There isn't anything that betrays the enthusiastic bias of critics in favor of late-dating Bible books any better that their ridiculous seizure of one single word in a defective list of names as their sole basis for denying the Word of God, which ascribes this Book to Nehemiah, and not to some mythical `chronicler' living a hundred years later in the times of Alexander the Great. Such an action goes much further in discrediting the critics than it does toward late-dating Nehemiah.
Counting the list of the inhabitants of the province given in Nehemiah 11, the four we have here in Nehemiah 12 make five lists in all. "They are all connected with the genealogical register of the Israelite population of the whole province, taken by Nehemiah for the purpose of enlarging the population of Jerusalem."[5]
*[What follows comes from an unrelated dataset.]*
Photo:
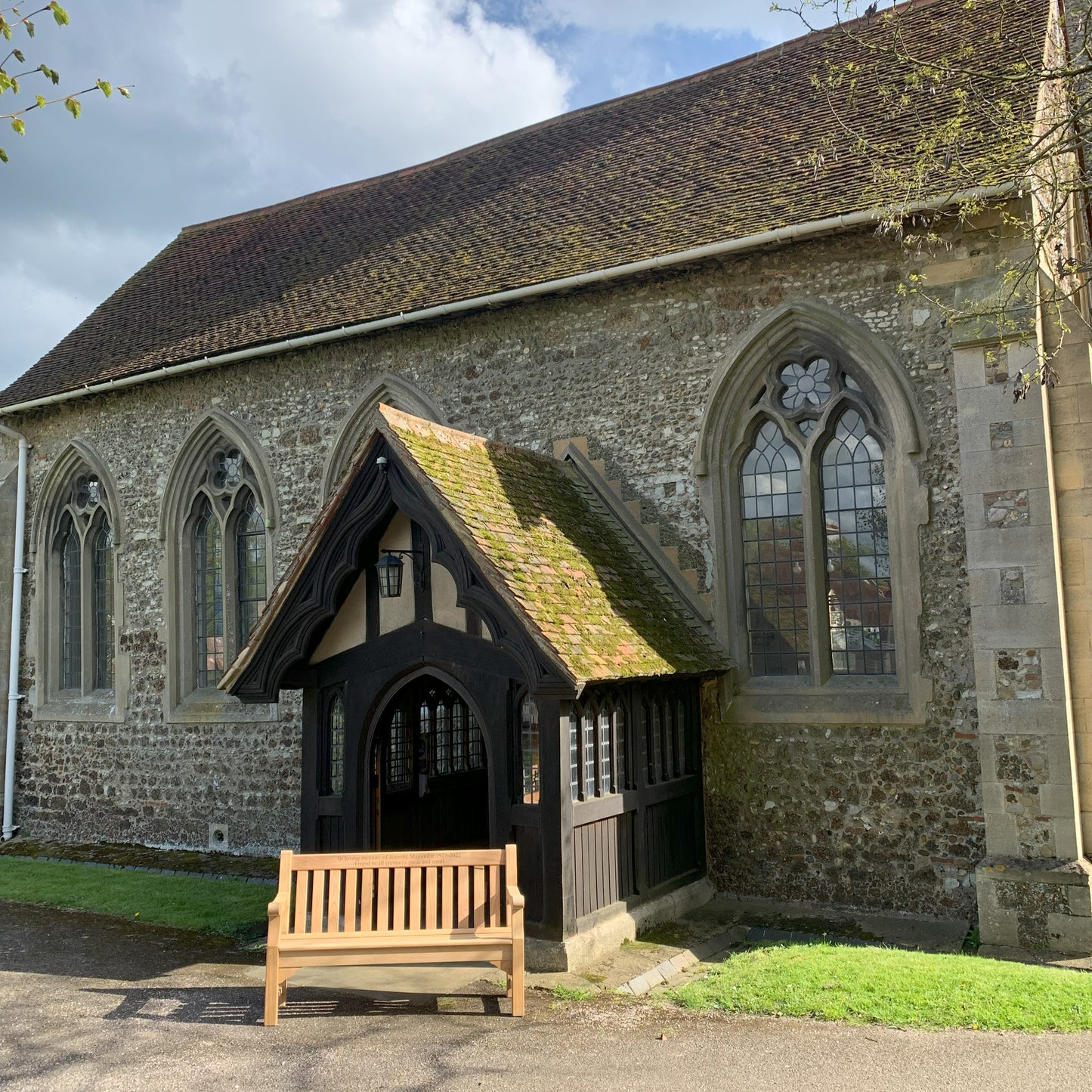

We shall not discuss these lists in detail. It is sufficient to remember that they served their purpose as far as Nehemiah was concerned. The discrepancies, questions, problems and variations in all of these are insoluble at this period of time, twenty five centuries afterward.
One of the first problems regarding the two lists in Nehemiah 10 and Nehemiah 12 is that they do not coincide. "This difference is due to the time elapsed between the taking of the two lists; and also because, the names in Nehemiah 10 are not the names of orders nor houses, but the names of heads of families."[6]
PRIESTS AND LEVITES WHO CAME UP WITH ZERUBBABEL
"Now these are the priests and Levites who went up with Zerubbabel the son of Shealtiel, and Jeshua: Seraiah. Jeremiah, Ezra, Amariah, Malluch, Hattush, Shechaniah, Rehum, Meremoth, Iddo, Ginnethoi, Abijah, Mijamin, Maadiah, Bigah, Shemiah, Joiarib, Jedaiah, Sallu, Antok, Hilkiah, Jedaiah. These were the chiefs and of their brethren in the days of Jeshua. And the Levites: Jeshua, Binnui, Kadmiel, Sherebiah, Judah and Mattaniah, who with his brethren was in charge of the songs of thanksgiving. And Bakbukiah and Unno their brethren stood opposite them in the service. And Jeshua was the father of Joiakim,Joiakim the father of Eliashib, Eliashib the father of Joiada, Joiada the father of Jonathan, and Jonathan the father of Jaddua.
Nehemiah 12:10 and Nehemiah 12:11 are a parenthesis thrown in at this point as an aid in the chronology. The names are those of the first six High Priests in the period after the exile.